TS-003682 — The CAVALRI (Clinical Assessment of Variant Likelihood Ratios) algorithm is a new development in clinical genomics and diagnostics. Addressing the challenge of identifying diagnostic germline variants in rare genetic diseases, the IP utilizes a likelihood ratio framework to assess genetic mutations’ severity, phenotypic overlap with known diseases, and parental genotype concordance. It provides a scalable solution for rapid and accurate variant interpretation, aiding clinicians and variant scientists in identifying disease-causing variants from vast genomic data. By automating variant prioritization, CAVALRI reduces manual effort and time required for variant analysis, which enables faster diagnoses and potentially reducing diagnostic errors. CAVALRI surpasses existing methods by prioritizing diagnostic germline variants with higher accuracy, even in the presence of noisy computational phenotype sets. innovation in rare disease diagnostic algorithms. With its potential to revolutionize variant interpretation, CAVALRI garners interest from companies specializing in genomic diagnostics, clinical decision support software, and healthcare informatics. Its future development aims to integrate seamlessly into diagnostic laboratories and healthcare systems, streamlining genomic diagnostics and improving patient outcomes.

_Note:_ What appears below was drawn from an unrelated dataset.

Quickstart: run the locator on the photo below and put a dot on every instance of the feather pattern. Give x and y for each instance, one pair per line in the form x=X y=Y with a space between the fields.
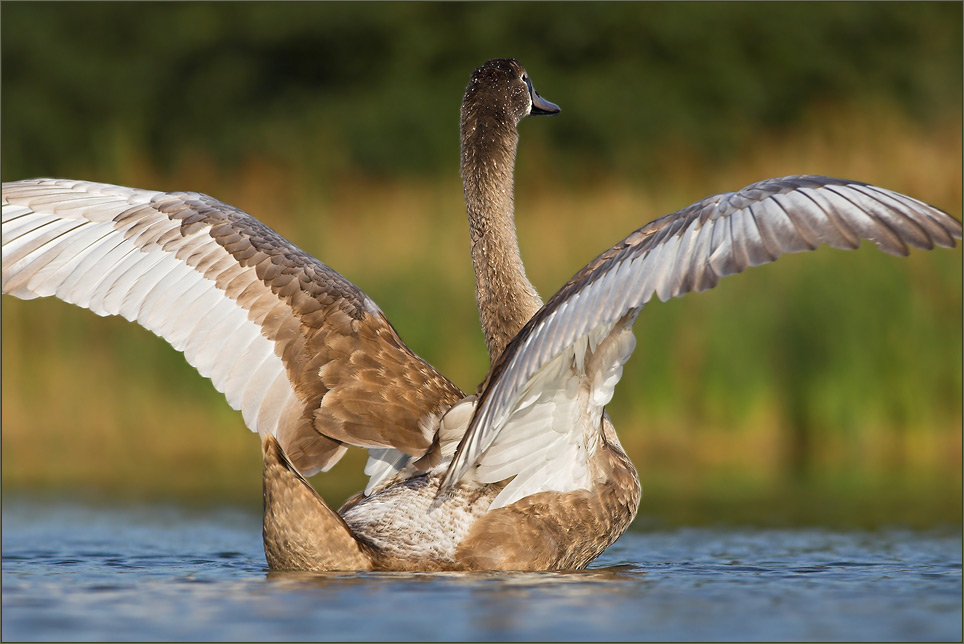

TS-003669 — SNPDogg is a machine-learning classifier designed to predict the harmfulness of genomic mutations in humans. This tool addresses the challenge of assessing the potential damaging effects of the roughly 3 million mutations present in the human genome, many of which remain uncharacterized. SNPDogg provides users with transparent insights into its prediction process through interpretable graphical displays of feature contributions. Additionally, SNPDogg boasts accuracy comparable to other state-of-the-art tools while offering unique transparency features. It is positioned as a valuable resource for clinicians and researchers involved in variant assessment, offering a user-friendly interface and interpretability that simplifies the evaluation process. Further development of SNPDogg includes plans to expand its capabilities to include scoring for INDELs (insertions/deletions) and native compatibility with the GRCh38 genome build, enhancing its utility and coverage of genetic variants.

TS-000141 — Next Generation Sequencing (NGS) is a sequencing technology characterized by the large volume of generated DNA/RNA sequencing data. However, the cost to analyze NGS data is outstripping the cost to actually produce the data. To circumvent this challenge, the Institute for Genomics Medicine have developed a fully automated and comprehensive analysis tool called CHURCHILL. CHURCHILL’s patented novel parallelization strategy analyzes raw NGS data in a record time.